You may be wondering just what middleware is and why it’s important, so here’s a quick and super simplified explanation:
There’s all sorts of middleware that serve varying purposes in games from physics calculations to networking. Online games use server-side middleware such as NEX to communicate between the game and the online server and/or other players. In this case, the middleware facilitates the matchmaking and connection, but is in no way responsible for maintaining a game’s net code or performance in a peer-to-peer setting. What this means is that the upgrades which come with the shift to NPLN will affect the quality of matches found, as well as the support for more diverse network environments, but will not fix problems such as the slowdown experienced in Smash Bros. or communication errors in Splatoon outright. It can, however, potentially curb their frequency by providing improved matchmaking across varying networks.
According to Thomas, online games running on the newer middleware will perform “notably better than other games,” as well as be compatible with mobile data and NAT environments that were previously incompatible with the old framework. It goes without saying that improved performance in general is already a big deal. However, it’s important to also take note of the improved support for varying network types — which is a much bigger deal than it appears on the surface. Third-party games like Fortnite and Overwatch already support mobile data and stricter NAT settings when playing online, while Nintendo’s own online efforts often do not.
With the Switch being a fully-portable system, it’s important for it to be flexible with its online network support. NPLN’s ability to take advantage of more diverse networks has the potential to improve the overall player experience from the moment they connect to Nintendo Switch Online, and I’m personally really excited by that possibility. I’ll never forget missing out on the first Ketchup versus Mayo Splatfest on Splatoon 2 due to being away on vacation. Where I was staying had shoddy Wi-Fi that could barely last an entire match, and the game itself didn’t support my much more reliable mobile hotspot.
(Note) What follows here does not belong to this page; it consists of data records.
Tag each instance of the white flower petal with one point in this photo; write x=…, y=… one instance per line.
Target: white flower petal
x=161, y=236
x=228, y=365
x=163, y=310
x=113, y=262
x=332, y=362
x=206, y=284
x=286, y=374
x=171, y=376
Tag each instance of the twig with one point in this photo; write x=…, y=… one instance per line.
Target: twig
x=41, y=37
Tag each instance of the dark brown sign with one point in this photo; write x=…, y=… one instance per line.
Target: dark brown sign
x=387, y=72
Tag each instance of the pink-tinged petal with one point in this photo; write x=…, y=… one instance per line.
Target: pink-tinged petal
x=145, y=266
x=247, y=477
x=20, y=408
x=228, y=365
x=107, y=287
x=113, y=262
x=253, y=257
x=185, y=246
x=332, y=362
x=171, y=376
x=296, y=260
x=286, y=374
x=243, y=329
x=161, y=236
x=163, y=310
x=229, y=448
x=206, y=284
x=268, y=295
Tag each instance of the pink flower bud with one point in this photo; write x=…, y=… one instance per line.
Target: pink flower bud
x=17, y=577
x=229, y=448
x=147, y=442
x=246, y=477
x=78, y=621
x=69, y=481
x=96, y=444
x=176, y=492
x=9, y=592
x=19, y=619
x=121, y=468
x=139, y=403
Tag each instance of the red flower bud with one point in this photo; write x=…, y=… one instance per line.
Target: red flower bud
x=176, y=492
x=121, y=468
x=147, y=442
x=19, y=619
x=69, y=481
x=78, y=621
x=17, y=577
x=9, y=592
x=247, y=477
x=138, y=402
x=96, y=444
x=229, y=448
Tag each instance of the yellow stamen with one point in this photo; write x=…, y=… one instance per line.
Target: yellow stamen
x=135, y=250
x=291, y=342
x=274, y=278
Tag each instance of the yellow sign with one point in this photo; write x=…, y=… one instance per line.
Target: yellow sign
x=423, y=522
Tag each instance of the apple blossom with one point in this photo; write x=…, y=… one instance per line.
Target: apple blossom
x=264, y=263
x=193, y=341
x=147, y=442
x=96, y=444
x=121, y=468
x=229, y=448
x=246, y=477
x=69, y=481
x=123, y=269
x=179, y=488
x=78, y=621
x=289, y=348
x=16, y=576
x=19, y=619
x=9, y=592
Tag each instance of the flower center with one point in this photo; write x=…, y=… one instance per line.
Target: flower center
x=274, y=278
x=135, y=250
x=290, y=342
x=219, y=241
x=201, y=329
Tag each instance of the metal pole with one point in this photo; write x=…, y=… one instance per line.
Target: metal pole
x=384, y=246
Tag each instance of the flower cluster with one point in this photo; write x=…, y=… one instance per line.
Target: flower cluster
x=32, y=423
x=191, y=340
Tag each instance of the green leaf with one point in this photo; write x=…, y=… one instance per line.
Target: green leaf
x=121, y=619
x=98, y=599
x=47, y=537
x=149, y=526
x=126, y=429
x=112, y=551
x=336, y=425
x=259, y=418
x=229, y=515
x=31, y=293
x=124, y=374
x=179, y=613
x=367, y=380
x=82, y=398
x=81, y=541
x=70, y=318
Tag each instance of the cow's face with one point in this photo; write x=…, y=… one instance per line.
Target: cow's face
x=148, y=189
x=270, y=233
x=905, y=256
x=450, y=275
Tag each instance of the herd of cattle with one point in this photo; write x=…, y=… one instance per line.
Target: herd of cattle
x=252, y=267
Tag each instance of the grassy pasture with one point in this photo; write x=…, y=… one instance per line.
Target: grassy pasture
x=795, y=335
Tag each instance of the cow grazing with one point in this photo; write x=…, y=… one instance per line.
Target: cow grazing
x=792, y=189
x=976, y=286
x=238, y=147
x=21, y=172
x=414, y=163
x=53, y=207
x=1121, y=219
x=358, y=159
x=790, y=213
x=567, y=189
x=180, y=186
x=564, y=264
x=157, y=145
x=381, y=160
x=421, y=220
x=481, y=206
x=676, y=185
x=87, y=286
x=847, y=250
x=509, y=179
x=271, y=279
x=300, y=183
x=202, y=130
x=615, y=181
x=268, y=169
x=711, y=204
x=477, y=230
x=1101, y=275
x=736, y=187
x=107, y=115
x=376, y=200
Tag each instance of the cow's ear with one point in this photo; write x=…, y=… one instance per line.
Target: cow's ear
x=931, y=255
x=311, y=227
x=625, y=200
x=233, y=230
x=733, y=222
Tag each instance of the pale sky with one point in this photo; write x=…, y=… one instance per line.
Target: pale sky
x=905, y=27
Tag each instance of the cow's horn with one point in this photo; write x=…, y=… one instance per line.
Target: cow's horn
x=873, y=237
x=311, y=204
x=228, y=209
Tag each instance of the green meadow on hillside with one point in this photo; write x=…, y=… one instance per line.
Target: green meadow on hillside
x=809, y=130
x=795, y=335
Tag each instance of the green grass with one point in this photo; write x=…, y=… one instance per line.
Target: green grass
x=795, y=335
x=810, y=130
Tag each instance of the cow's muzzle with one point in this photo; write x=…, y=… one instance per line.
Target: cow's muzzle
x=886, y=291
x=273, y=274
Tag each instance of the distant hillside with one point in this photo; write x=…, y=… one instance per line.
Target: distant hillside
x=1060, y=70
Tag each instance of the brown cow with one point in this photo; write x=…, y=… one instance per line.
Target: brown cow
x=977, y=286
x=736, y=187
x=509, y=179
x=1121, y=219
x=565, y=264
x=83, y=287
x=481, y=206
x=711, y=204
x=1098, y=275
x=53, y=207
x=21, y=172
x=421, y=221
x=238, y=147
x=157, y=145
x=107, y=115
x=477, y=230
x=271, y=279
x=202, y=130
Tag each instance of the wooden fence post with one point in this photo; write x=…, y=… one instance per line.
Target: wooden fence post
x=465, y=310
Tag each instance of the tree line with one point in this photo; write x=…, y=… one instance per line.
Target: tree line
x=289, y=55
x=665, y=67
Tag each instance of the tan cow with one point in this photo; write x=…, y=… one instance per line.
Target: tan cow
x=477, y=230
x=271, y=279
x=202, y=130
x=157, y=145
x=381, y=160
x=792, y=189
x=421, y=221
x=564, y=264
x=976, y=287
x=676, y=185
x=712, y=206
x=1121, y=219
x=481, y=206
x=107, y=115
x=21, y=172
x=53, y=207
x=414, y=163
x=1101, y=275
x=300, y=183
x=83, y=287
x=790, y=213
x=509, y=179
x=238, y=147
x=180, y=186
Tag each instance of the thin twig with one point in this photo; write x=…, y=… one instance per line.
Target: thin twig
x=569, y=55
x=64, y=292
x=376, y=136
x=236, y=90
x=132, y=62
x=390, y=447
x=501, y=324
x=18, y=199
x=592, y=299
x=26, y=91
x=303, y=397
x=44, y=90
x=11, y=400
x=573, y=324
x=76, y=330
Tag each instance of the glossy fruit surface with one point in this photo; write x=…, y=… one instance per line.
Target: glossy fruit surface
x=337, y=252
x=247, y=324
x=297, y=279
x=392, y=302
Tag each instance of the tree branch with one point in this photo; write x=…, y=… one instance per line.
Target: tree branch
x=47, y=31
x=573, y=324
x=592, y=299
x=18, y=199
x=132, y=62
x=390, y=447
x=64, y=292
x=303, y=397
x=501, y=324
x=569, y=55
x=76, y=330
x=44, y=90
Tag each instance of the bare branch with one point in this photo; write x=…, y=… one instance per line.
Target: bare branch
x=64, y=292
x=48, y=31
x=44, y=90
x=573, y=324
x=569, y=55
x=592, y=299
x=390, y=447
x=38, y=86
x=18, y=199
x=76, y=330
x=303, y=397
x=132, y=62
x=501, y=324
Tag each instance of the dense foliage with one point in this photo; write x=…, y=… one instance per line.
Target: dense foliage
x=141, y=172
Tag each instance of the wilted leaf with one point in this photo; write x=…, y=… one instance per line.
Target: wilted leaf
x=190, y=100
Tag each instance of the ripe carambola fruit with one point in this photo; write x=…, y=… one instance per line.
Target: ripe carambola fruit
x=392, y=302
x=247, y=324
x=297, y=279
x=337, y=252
Thankfully, it appears that that could no longer be an issue if already released games are brought up to speed. Though, it’s worth noting that there’s no guarantee for said games to receive patches to support the new middleware, and older titles may simply continue to use NEX until a sequel is released that will support the new system at launch.
One lingering question is what this means for online games on the 3DS and Wii U, which will almost certainly continue to use NEX. For Nintendo to leave the old middleware behind entirely, they would need to update every Switch game that uses it — which could prove to be a massive undertaking. Though, with how Nintendo’s focus is completely on the Switch and continuing its rampant success, that may not be outside of the realm of possibility. Should that wave of updates occur, it’s safe to assume that it wouldn’t be too long before we received news of those older servers going offline for good.
While this discovery is excellent news for Nintendo Switch owners and the overall future of Nintendo, it may signal the beginning of the end for the 3DS and Wii U’s online functionality. Until that fateful day inevitably arrives, make sure to keep your legacy systems close to your heart, and maybe get in a few races on Mario Kart 7 while you still can.